The China Institute for Employment Research (CIER) Index during Q2 2020 will be higher than the first quarter, indicating a more competitive job market, according to the joint report from CIER at Renmin University of China and job platform Zhaopin.com.
In the first quarter, the CIER Index hit 1.43, as job vacancies dropped 22.61 percent from the same period last year, while the number of job applicants dropped 9.38.
The CIER index, a gauge for China's labor market, tracks the relationship between supply and demand.

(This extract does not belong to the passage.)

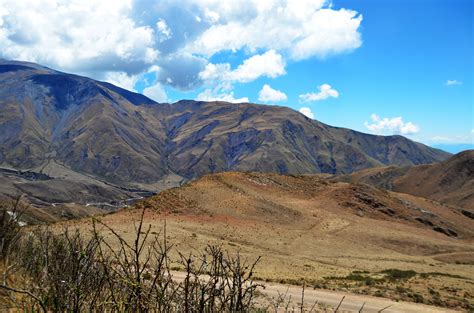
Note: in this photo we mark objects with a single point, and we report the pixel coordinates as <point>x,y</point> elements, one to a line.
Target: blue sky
<point>384,67</point>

When the index surpasses 1, it means job supply has outweighed demand, while a high CIER index reflects a competitive job market.
Following widespread business closures, China's urban unemployment rate reached a near-record high of 5.9 percent in March. During Q1, new urban jobs dropped by nearly one million, according to official data.
As the pandemic outlook remains pessimistic overseas, it will continue to pull on the global economy and hurt China's job market, the report said. "Therefore, in the second quarter of 2020, the employment still faces very big uncertainty and the prospect of jobs could be worse than the prediction."
Job prospects could be grim for fresh college graduates as more will submit employment applications in the face of declining job availability. During Q1, job applications from fresh graduates jumped nearly 70 percent, while job vacancies fell by about 17 percent, the CIER report said.
In 2020, a record number of 8.74 million college graduates are expected to enter the job market, according to official data from the Ministry of Education.
Top Chinese officials have made job stabilization a top priority for economic recovery efforts, implementing policy measures to support employment and subsidies for employers.